What if I don’t have buttermilk?
You can make a substitute by adding 2 teaspoons of lemon juice or white vinegar to a liquid measuring cup, then filling it with whole milk to the ⅔ cup line. Let it sit for 5 minutes before using.
Can I use a different type of chocolate?
This recipe is specifically for white chocolate, but you could substitute an equal amount of dark or milk chocolate chips if you prefer.
Why did my berries all sink to the bottom?
This is likely because they weren’t coated in flour first, or the batter was too thin. Ensuring your batter is thick and your berries are floured will help keep them suspended.
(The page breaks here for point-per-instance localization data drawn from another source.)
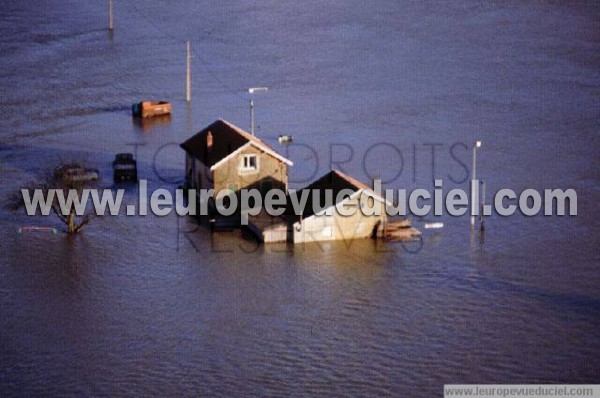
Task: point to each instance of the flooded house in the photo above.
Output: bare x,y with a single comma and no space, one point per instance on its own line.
329,219
223,156
329,223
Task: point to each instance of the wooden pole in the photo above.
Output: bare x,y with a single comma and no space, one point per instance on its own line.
111,25
252,116
188,73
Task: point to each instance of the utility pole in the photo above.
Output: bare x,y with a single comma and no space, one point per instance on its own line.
474,185
111,25
252,116
251,91
188,72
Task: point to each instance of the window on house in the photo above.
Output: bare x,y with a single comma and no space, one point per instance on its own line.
250,163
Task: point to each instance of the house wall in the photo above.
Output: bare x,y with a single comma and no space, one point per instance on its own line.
337,227
197,175
271,173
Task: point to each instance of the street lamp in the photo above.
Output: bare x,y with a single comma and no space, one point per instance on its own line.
474,185
251,91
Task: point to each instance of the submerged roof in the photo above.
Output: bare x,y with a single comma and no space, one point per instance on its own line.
227,138
336,181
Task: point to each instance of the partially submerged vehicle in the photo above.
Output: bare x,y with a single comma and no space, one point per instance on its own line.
151,108
124,167
72,173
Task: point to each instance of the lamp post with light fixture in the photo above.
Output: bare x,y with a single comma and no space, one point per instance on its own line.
474,184
251,91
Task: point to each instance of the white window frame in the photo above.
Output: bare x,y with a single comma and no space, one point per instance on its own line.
245,162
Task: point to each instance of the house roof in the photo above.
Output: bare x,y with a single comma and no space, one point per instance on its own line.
227,138
336,181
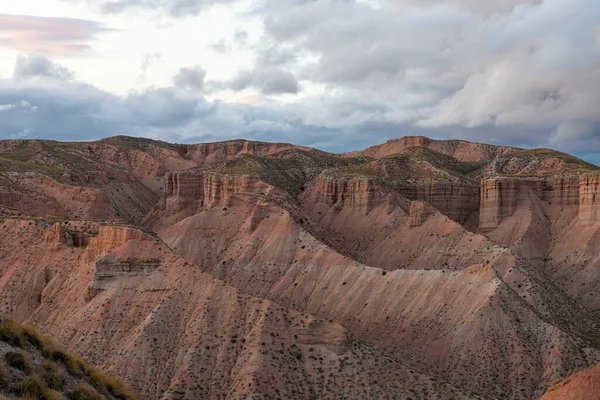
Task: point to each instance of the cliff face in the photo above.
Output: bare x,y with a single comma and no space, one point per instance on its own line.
456,200
589,198
362,194
205,190
500,196
461,150
499,199
419,212
217,152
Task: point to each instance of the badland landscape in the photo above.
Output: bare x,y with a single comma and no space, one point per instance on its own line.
417,268
299,200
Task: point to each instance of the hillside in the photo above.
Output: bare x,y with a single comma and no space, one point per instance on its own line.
256,270
34,367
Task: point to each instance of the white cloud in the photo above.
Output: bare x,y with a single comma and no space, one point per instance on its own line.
22,105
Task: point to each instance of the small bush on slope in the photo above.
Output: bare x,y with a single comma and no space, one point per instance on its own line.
35,367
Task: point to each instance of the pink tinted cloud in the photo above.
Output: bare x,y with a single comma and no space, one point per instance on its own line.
53,36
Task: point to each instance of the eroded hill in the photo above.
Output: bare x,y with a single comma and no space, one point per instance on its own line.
417,269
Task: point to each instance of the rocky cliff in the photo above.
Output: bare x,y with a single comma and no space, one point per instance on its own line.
461,150
500,196
419,212
204,190
362,194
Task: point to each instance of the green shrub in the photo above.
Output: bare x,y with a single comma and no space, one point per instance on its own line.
18,360
84,392
11,332
32,335
32,386
52,376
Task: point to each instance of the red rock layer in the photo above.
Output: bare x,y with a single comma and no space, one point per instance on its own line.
461,150
419,212
173,331
501,196
584,385
192,191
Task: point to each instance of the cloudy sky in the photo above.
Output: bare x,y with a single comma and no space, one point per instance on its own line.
334,74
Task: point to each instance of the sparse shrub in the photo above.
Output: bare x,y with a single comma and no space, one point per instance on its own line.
107,384
32,386
11,332
52,376
32,335
75,365
18,360
3,376
84,392
52,395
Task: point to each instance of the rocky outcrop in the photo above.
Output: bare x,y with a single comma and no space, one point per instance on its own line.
206,190
112,237
419,212
500,196
456,200
459,149
499,199
589,198
216,152
362,194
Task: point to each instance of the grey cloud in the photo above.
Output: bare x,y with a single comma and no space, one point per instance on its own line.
148,59
269,80
488,7
39,66
190,78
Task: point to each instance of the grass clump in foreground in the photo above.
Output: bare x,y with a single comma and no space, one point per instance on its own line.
43,370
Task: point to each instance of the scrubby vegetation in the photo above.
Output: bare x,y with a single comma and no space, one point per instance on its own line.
35,367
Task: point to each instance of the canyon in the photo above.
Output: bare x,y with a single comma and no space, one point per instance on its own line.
418,268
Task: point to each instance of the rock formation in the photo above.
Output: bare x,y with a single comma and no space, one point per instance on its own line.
417,268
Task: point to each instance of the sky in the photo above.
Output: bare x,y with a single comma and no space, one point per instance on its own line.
339,75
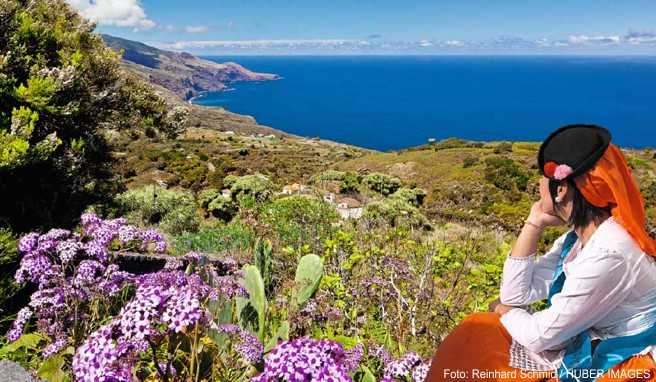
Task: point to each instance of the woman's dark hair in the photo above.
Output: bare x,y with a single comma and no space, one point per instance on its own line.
583,212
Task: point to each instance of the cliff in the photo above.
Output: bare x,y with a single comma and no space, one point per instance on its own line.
182,73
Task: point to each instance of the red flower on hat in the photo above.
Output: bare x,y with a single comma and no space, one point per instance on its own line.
550,169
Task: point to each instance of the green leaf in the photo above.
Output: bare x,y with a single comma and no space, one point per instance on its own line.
308,277
368,376
27,341
282,333
253,283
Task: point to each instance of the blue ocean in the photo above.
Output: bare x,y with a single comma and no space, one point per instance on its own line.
392,102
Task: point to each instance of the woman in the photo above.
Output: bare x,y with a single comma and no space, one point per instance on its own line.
599,279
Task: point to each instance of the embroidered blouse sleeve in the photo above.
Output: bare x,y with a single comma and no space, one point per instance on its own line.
592,289
525,280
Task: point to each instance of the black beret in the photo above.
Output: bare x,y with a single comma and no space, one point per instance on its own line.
578,146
Can I make this as a loaf or cake?
Yes, you can bake it in a greased 9×5-inch loaf pan. The baking time will increase to 55-65 minutes. Check for doneness with a toothpick.
My muffin tops aren’t very domed. What happened?
This can be due to old baking powder, overmixing the batter, or the oven temperature being too low. Ensure your leavening is fresh and your oven is fully preheated.